I am researching how the organizational culture in the (HUJI) CS department affects students. If you have thoughts, ideas, or an opinion on this issue, I encourage you to let me know.
The research is for a seminar paper I am writing on the Computer Science department (‘chug’) in Givat Ram, its organizational dynamics, and how they affect the students’ learning experience. More specifically, I am interested in how the various logistic, academic, and cultural structures existing in the CS department – as well as its interfaces (e.g. with advanced studies programs, with the high-tech industry, etc.) – affect the average undergraduate student.
I am interested in practically anything you can think the Chug (department) does that affects the student’s entire undergraduate experience, outside of the actual CS academic content studied. Arbitrary examples may include the amount of work expected of a student to invest weekly, Professor-Student relations, the size of the classrooms, various in/formal codes of conduct, existence (or lack thereof) of social activities/facilities, chug-organized meetings, Jewish-Arabic or male-female ratios & interaction, whatever.
So, if you have any thoughts on this; if you’ve ever said to yourself (or to your friend, or blogged about it, or put a petek in the Kotel, you get the drift) “Man, because of so-and-so, my studies are this-and-that” – let me know! If your idea is useful, I’ll be sure to let you know and include your name in the bibliography, not to mention entering your name in a sweepstakes to win a Honda Cruzer ®.
On a personal note, I am very excited to be writing this paper, as this is essentially studying a topic I have a heavy personal interest in anyway.
There exists (surprisingly?) little literature on University organization culture; as often noted, this is not the least of which because universities, especially as they relate to undergraduates, have very unclearly defined goals to begin with. Are they about research? Educating their students for knowledge’s sake? Crafting the next generation of researchers? Making money? Doing what the state requires of them? This severely limits any possibility – some would say, any point – of researching how the inner organizational structure, dynamics or behavior affect that undefined goal. Furthermore, most existing organizational behavior work (including in Israel, including Gideon Kunda’s “מהנדסים תרבות”), has been focused on profit-inclined corporations, where both the collective and individual goals are much better defined than the university’s case, notably in the undergraduate case.

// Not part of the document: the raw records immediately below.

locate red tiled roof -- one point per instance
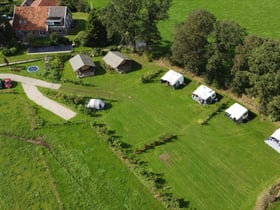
(30, 18)
(37, 3)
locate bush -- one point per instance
(9, 51)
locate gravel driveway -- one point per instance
(30, 88)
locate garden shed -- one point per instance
(204, 95)
(117, 61)
(237, 112)
(95, 104)
(173, 78)
(82, 65)
(274, 140)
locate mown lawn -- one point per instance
(221, 165)
(78, 172)
(257, 16)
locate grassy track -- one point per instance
(81, 172)
(214, 166)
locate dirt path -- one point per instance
(30, 88)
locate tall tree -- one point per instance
(189, 48)
(135, 20)
(7, 33)
(96, 31)
(240, 71)
(228, 35)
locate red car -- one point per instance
(8, 83)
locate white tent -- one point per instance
(204, 94)
(237, 112)
(173, 78)
(276, 134)
(274, 140)
(95, 104)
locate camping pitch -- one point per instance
(95, 104)
(204, 95)
(237, 113)
(274, 140)
(173, 79)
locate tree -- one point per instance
(227, 36)
(7, 33)
(273, 108)
(135, 20)
(240, 71)
(190, 45)
(96, 31)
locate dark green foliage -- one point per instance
(7, 34)
(162, 140)
(96, 34)
(273, 108)
(227, 36)
(189, 48)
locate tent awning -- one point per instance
(173, 77)
(236, 111)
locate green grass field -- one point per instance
(257, 16)
(220, 165)
(213, 166)
(81, 172)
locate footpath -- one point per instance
(30, 88)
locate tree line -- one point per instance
(228, 57)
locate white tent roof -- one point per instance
(204, 92)
(276, 134)
(80, 60)
(173, 77)
(95, 104)
(236, 111)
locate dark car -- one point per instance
(1, 84)
(8, 83)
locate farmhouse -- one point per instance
(274, 140)
(82, 65)
(117, 61)
(95, 104)
(41, 18)
(204, 95)
(173, 78)
(237, 113)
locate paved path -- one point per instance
(30, 88)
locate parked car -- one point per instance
(1, 84)
(8, 83)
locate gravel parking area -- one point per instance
(30, 88)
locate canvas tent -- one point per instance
(237, 112)
(274, 140)
(204, 95)
(82, 65)
(173, 78)
(95, 104)
(117, 61)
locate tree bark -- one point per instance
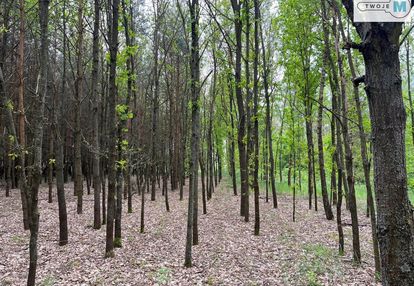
(112, 95)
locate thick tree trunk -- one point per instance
(395, 214)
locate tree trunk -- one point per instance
(195, 130)
(324, 189)
(268, 120)
(95, 97)
(113, 50)
(78, 180)
(348, 151)
(395, 227)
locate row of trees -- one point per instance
(105, 91)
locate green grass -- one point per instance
(283, 188)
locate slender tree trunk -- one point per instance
(268, 119)
(113, 50)
(22, 126)
(32, 191)
(78, 180)
(348, 151)
(195, 130)
(95, 97)
(256, 120)
(324, 189)
(58, 121)
(240, 106)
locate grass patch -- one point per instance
(163, 276)
(17, 239)
(49, 280)
(316, 261)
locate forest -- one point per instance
(205, 142)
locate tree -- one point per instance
(195, 126)
(112, 95)
(382, 80)
(95, 98)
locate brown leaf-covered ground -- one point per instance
(286, 253)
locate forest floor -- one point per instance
(286, 253)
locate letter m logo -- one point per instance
(400, 6)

It is worth pointing out two major differences between normative organizations (who are usually the focus of organizational behavior studies) and what I purport to research presently:
1. A university-student relationship is not an employer-employee relationship. The student is only part of the university (as an undergrad) for 3-4 years; this time limit is well-known ahead of time and affects both sides’ behavior. The student pays for his time, and his relationship with the organization resembles more that of a client than of an employee. In other words, the student is not effectively part of the organization; he is affected by the organization’s behavior, but has very little say in creating or affecting it.
2. Due to reasons including the above (but also due to the fact that I am more interested in the individual than the organization itself), I am not going to research why the chug is/does what it is/does, but rather examine indeed what and how it does the things it does; effectively, I am planning (hoping?) to research and depict what the CS undergrad’s degree feels like, considering all things the degree consists of but the actual computer science itself.
So, to recap my main point: Do you have an opinion on how the CS department treats its undergrads – anything from how much the classes are heated to the age of the TAs to computer labs’ opening hours – let me know. Today is a good day for science!